Virginia Woolf may not have been born at the right time,
since during her life, women were still denied higher education,
but she was born in the right place. The Stephen household was
a bastion of intellectual curiosity, great respect for literature
and an expectation that each member of the family could hold his
or her own intellectually.
Adeline Virginia Stephen was born on January 25th, 1882,
in London, to Sir Leslie Stephen and Julia Duckworth Stephen. Virginia's
father, Sir Leslie Stephen, was a luminary in Britain's intellectual
circles. His work on the Dictionary of National Biography would
still be of significant importance a hundred years after his death,
and his early encouragement and recognition of the talent of then
unknowns like Henry James, Robert Louis Stevenson and Thomas Hardy.
He had married before and been made a widower; his first wife,
Minny, was the daughter of Thackeray, and they'd had a daughter
named Laura before Minny died in 1875. Laura would battle mental
illness her entire life and would eventually die in an institution.
Although shattered, Leslie soon met a beautiful widowed mother
of three named Julia Duckworth. Although a little awed by Leslie's
intellect, Julia fell in love with Leslie and the two married in
1878.
Even before Vanessa, Leslie and Julia's first child together,
was born, the family was sizable. Julia's three children–Stella,
Gerald and George–and Leslie's daughter Laura, made for a full
household. Vanessa Stephen was born in 1878, Thoby in 1882, Virginia in
1882 and Adrian in 1884. Virginia was born into a world in transition,
and would pass her formative years in a shaky new world. Queen
Victoria would die in 1901, WWI would begin in 1914, the British
art world would be enraged by Matisse and Picasso and scandalized
by thinkers like Jung, Einstein and Freud.
Virginia was a deeply sensitive, thoughtful child who
learned to speak late, at the age of three. She was surrounded
early by books and the great intelligence of her parents and her
siblings. Her father was larger-than-life and provided her a model
for intellectual achievement. His massive library was a place of
great allure and great comfort to Virginia. If she wanted to read
a book, she asked her father and he unlocked the library door,
pulled down the book and handed it to her. She read voraciously
and absorbed the ideas and conversations that took place in the
Stephen house, which was a meeting place for a number of great
thinkers. Virginia's godfather, for example, was James Russell Lowell.
Virginia was an unusually pensive child who, nevertheless,
had an amusing sense of humor. Her mischievous nature lead to a
nickname of "Goat." All of the Stephen children were beautiful,
and Virginia in particular had clear jade-colored eyes and elegant
features. Vanessa and Virginia were extremely close and rarely
apart. They deeply admired one another, and would for the rest of
their lives. Almost from the start, they announced their life's
plan: Vanessa would be a painter and Virginia would be a writer.
In fact, in the Stephen nursery, which took up the top two floors
at twenty-two Hyde Gate, Virginia would make up bedtime stories
for her siblings.
Leslie and Julia decided to educate the children at the
house before sending Thoby and Adrian off to university.
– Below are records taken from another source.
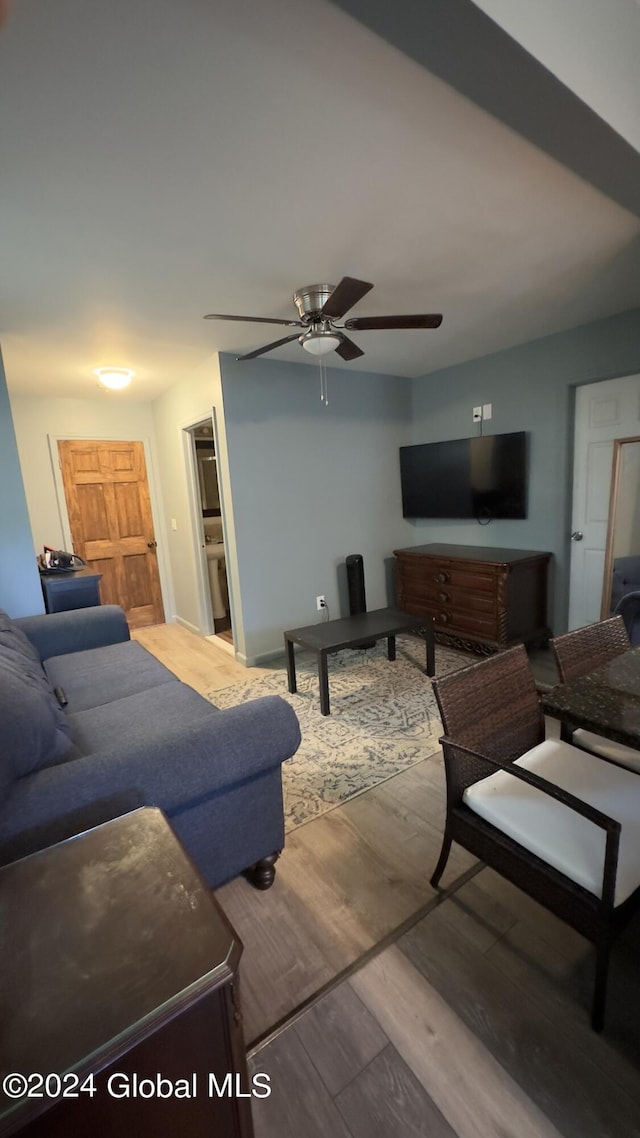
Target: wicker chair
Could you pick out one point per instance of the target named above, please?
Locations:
(518, 802)
(587, 648)
(581, 651)
(629, 608)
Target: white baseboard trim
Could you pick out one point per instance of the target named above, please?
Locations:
(188, 625)
(256, 661)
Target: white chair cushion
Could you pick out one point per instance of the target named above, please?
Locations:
(556, 833)
(616, 752)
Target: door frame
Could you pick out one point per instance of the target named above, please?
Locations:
(205, 610)
(579, 442)
(157, 516)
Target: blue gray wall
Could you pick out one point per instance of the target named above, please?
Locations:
(531, 388)
(19, 584)
(311, 485)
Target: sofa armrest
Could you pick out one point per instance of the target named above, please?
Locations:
(189, 764)
(75, 631)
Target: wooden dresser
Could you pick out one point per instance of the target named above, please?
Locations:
(480, 599)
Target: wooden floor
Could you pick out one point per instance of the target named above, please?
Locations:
(382, 1008)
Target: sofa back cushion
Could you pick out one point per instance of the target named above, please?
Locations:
(13, 637)
(34, 734)
(34, 728)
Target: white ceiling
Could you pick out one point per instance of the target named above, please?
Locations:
(164, 159)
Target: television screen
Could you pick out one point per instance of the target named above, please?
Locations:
(482, 477)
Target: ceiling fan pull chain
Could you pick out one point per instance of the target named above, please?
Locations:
(323, 389)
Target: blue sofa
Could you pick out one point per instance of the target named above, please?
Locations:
(92, 725)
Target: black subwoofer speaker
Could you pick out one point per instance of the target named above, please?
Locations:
(355, 583)
(355, 587)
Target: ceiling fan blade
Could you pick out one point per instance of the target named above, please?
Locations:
(257, 320)
(427, 320)
(269, 347)
(347, 349)
(344, 296)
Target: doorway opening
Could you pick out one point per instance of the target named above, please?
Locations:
(212, 528)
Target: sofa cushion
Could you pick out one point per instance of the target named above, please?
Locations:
(556, 833)
(136, 720)
(11, 659)
(34, 731)
(100, 675)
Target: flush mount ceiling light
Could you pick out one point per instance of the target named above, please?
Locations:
(114, 379)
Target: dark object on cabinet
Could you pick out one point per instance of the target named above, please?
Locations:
(64, 591)
(480, 599)
(117, 964)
Both parents, though
good-natured in general, were impatient teachers. Julia had Virginia
studying French and Latin at age six. Despite losing his temper
with Virginia and Vanessa when they had difficulty with their mathematics
lessons, Leslie could enchant his children by reading them Sir
Walter Scott out loud, then asking them what they thought of the
work. However, Virginia and Vanessa's education was only to go so
far. They were encouraged-expected, really-to acquire what were
then called "accomplishments": proficiency at some musical instrument,
passable drawing skill, graceful manners. These were traits that
made one marriageable, and that was the goal for women then. Virginia
felt this injustice acutely. While Vanessa took to painting and
drawing with a passion, Virginia began producing a little household
periodical she called Hyde Park Gate News.
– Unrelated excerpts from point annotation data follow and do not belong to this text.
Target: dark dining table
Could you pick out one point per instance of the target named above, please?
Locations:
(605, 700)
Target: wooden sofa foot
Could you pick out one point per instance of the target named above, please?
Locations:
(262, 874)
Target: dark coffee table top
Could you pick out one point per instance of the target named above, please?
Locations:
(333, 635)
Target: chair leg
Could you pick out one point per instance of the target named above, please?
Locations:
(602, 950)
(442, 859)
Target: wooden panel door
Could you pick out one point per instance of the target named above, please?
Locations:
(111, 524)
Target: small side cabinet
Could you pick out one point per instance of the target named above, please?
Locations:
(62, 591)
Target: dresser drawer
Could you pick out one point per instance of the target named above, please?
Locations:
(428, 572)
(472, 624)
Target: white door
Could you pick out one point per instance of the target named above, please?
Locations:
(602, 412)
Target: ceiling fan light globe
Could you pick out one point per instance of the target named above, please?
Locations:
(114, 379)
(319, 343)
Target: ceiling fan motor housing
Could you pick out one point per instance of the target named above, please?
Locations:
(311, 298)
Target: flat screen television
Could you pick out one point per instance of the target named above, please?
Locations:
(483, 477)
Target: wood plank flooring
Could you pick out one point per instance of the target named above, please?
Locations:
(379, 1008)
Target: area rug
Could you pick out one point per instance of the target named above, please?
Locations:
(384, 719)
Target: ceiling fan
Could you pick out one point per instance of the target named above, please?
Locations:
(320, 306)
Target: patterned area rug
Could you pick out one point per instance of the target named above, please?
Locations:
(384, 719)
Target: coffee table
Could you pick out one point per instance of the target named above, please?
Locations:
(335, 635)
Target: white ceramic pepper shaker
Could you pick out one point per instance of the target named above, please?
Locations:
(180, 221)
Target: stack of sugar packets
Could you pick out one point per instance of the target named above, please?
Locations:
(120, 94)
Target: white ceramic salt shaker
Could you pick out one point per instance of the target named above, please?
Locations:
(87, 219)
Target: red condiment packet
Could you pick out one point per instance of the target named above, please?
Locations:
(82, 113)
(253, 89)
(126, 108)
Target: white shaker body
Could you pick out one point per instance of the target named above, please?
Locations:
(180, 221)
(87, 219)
Although Julia's children from her first marriage, Gerald,
George and Stella, were quite a bit older than the Stephen children,
they had an enormous impact on Virginia's life. George Duckworth,
Virginia's handsome, effusive, affectionate and kind older stepbrother, made
what Virginia's biographer and nephew Quentin Bell calls "incestuous
advances" and abused both Virginia and Vanessa for a number of
years.
Yet the Stephens were also a traditional Victorian family
in that the male children were expected to head off to university–Cambridge,
Oxford, etc–at some point while the daughters were supposed to
learn a few charming skills and marry well. This was what the family
expected of Virginia and Vanessa, even as they pushed them to be
intelligent, articulate young women. Virginia was bitterly resentful
and envious of her brother's opportunity and her lack. She made
up for it by reading nearly every book in her father's library.
In fact, by the time she was thirteen, she was reading so much
that her father tired of unlocking the library and pulling down
books for her so he gave her the key. It was a turning point. Having
the key to the library could easily be equated, for Virginia, with
having the key to the world. She spent hours alone with books, and
also spent many hours at the London Library and the British Museum.